VINAY-UMRETHE/Qwen3-0.6B-heretic is a 0.8 billion parameter causal language model, a decensored version of Qwen/Qwen3-0.6B created with the Heretic v1.2.0 tool. It significantly reduces refusal rates (37/100) compared to the original model (59/100), while maintaining the core functionalities of the Qwen3 series.

Key Capabilities

  • Flexible Thinking Modes: Seamlessly switches between a 'thinking mode' for complex logical reasoning, math, and coding, and a 'non-thinking mode' for efficient, general-purpose dialogue.
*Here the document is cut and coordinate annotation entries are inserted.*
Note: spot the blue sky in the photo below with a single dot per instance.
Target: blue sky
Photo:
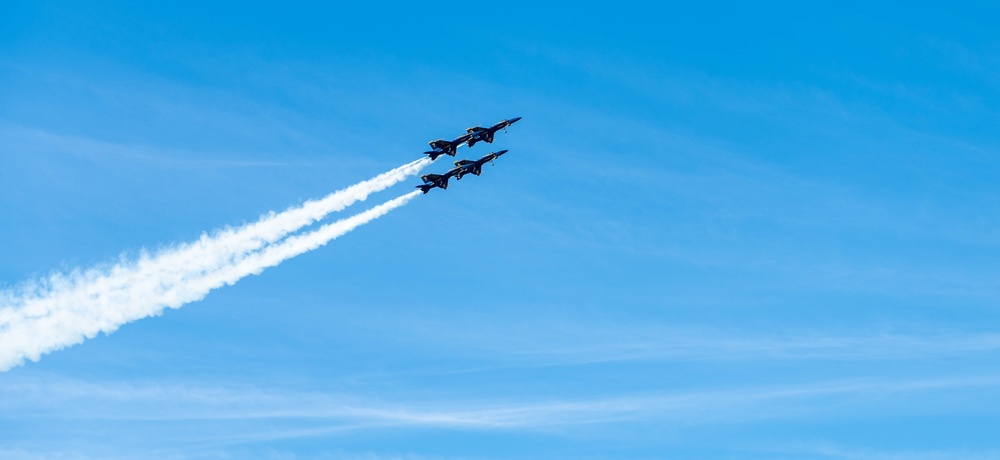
(721, 231)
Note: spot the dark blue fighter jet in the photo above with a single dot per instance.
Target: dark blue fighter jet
(475, 167)
(479, 133)
(443, 147)
(437, 180)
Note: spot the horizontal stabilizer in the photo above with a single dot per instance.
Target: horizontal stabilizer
(434, 154)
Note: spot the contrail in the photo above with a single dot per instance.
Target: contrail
(66, 309)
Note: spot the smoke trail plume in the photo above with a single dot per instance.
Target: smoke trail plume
(65, 310)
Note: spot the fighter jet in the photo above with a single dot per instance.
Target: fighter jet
(475, 167)
(443, 147)
(479, 133)
(437, 180)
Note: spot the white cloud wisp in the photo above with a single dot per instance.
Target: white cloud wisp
(64, 310)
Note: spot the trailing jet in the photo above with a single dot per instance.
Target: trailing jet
(437, 180)
(475, 167)
(443, 147)
(479, 133)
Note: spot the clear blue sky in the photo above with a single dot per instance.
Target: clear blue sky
(722, 231)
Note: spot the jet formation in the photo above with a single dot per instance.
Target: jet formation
(471, 136)
(463, 167)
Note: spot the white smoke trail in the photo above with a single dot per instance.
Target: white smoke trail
(65, 310)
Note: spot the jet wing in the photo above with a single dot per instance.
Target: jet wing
(431, 178)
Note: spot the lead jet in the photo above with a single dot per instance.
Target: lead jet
(475, 167)
(479, 133)
(437, 180)
(443, 147)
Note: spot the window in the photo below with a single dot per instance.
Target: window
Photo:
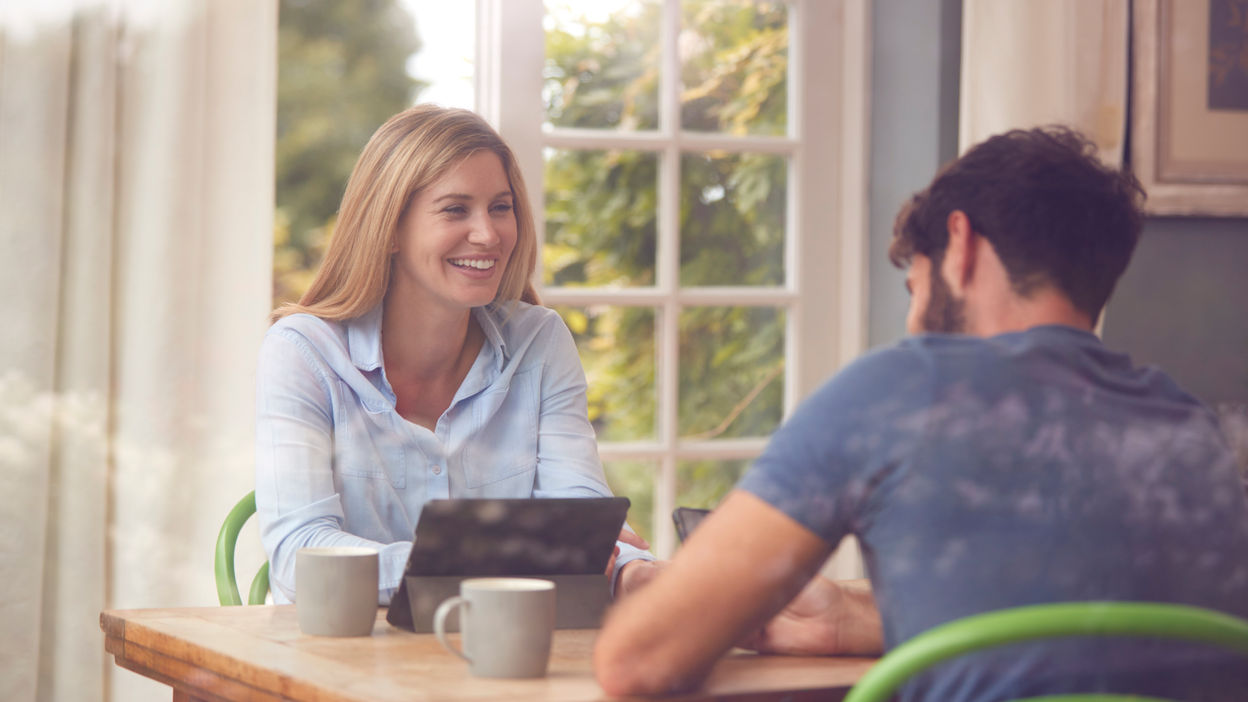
(702, 168)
This is controlled via enable_thinking parameter or dynamic /think and /no_think tags in user prompts.
  • Enhanced Reasoning: Demonstrates strong capabilities in mathematics, code generation, and commonsense logical reasoning, particularly in its thinking mode.
  • Superior Human Preference Alignment: Excels in creative writing, role-playing, multi-turn dialogues, and instruction following.
  • Agent Capabilities: Features expertise in tool calling, integrating with external tools via Qwen-Agent for complex agent-based tasks.
  • Multilingual Support: Supports over 100 languages and dialects with robust multilingual instruction following and translation abilities.

Best Practices

  • For thinking mode, use Temperature=0.6, TopP=0.95, TopK=20, and MinP=0.
  • For non-thinking mode, use Temperature=0.7, TopP=0.8, TopK=20, and MinP=0.
  • Avoid greedy decoding in thinking mode to prevent performance degradation and repetitions.
  • Recommended output length is 32,768 tokens, or 38,912 for highly complex problems.